Students from the mainland feel particularly vulnerable because many of those at the forefront of the unrest are people with whom they share their classes: locals who have daubed the pavements of campuses with slogans and filled whole corridors with political messages. In the West, Chinese students can flaunt their nationalism with strong support from their Chinese Students and Scholars Associations and a thumbs-up from Chinese diplomats. In Hong Kong, mainland student groups keep a low profile, probably to avoid accusations by Hong Kongers that they are undermining the "high degree of autonomy" that China has promised the territory. Unlike Chinese students in the West, some of whom have demonstrated against Hong Kong’s protest movement and torn down bulletin-board messages in support of it, mainland students in Hong Kong have usually been more restrained. Some avoid speaking Mandarin in public places, fearing a hostile response.

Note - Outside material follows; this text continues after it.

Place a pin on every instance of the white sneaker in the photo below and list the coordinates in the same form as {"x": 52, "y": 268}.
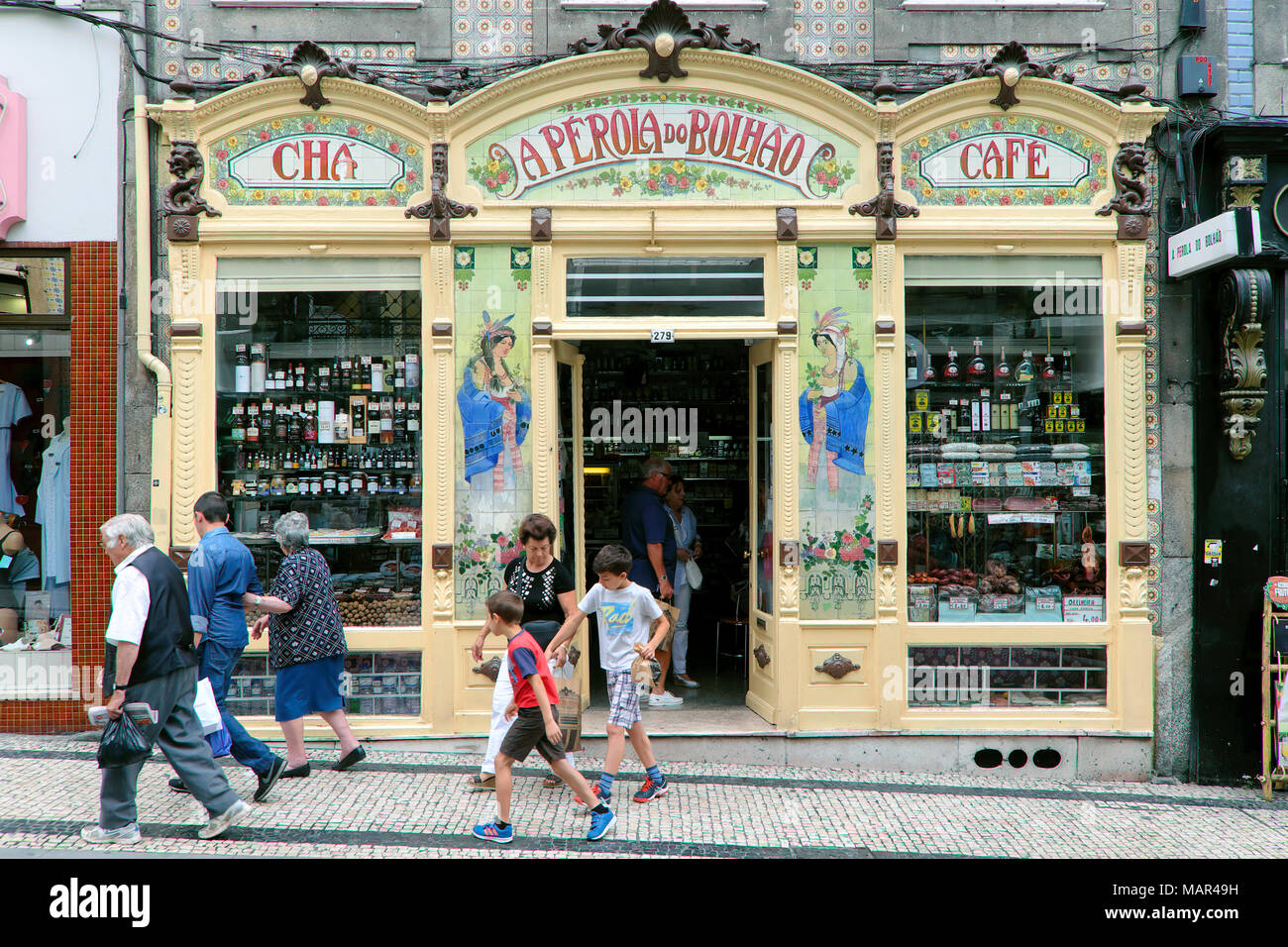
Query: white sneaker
{"x": 665, "y": 699}
{"x": 125, "y": 835}
{"x": 224, "y": 821}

The mainlanders rub shoulders with a local student body that is far more staunchly anti-Communist than domestic students tend to be on Western campuses. On October 1st, China’s national day, Mr Huang was among a few dozen mainland students who gathered to sing the Chinese anthem on the campus of the University of Hong Kong. The group was quickly surrounded by local students. Tensions escalated as the Hongkongers began yelling, in Cantonese, "Vindicate June 4th!" They were referring to the Tiananmen Square protests in 1989 which were bloodily crushed on that date.

Local students often regard their mainland counterparts as upholders of the Communist Party line. One of those who confronted Mr Huang and his group says locals sometimes ask mainlanders why they study in Hong Kong if they do not embrace freedom and democracy. "None of them ever answers," he says dismissively, asking not to be named because of his involvement in the recent protests.

It is true that few mainland students show much interest in the pro-democracy cause. Many regard politics as a sideshow to the much more pressing need of landing a good job on the mainland. But Hong Kong’s liberal culture does rub off on some of them. Julie Li (not her real name), who this year gained a master’s degree from the Chinese University of Hong Kong, describes her own political transformation since she arrived in the territory in 2018. By reading Hong Kong’s media, the 23-year-old discovered that a high-school classmate who had been arrested on the mainland for supporting a campaign for workers’ rights had not, as the mainland’s media claimed, "conspired against the country". Ms Li began paying closer attention to other human-rights abuses on the mainland and enjoying political debate with local classmates. Eventually she all but ceased to use WeChat, put off by its heavy censorship of news relating to Hong Kong’s unrest.

Now, however, Ms Li finds the violence and vandalism unbearable. She wants to leave and is looking for jobs across the border. "I think the protests have degenerated into something sinister now," she says.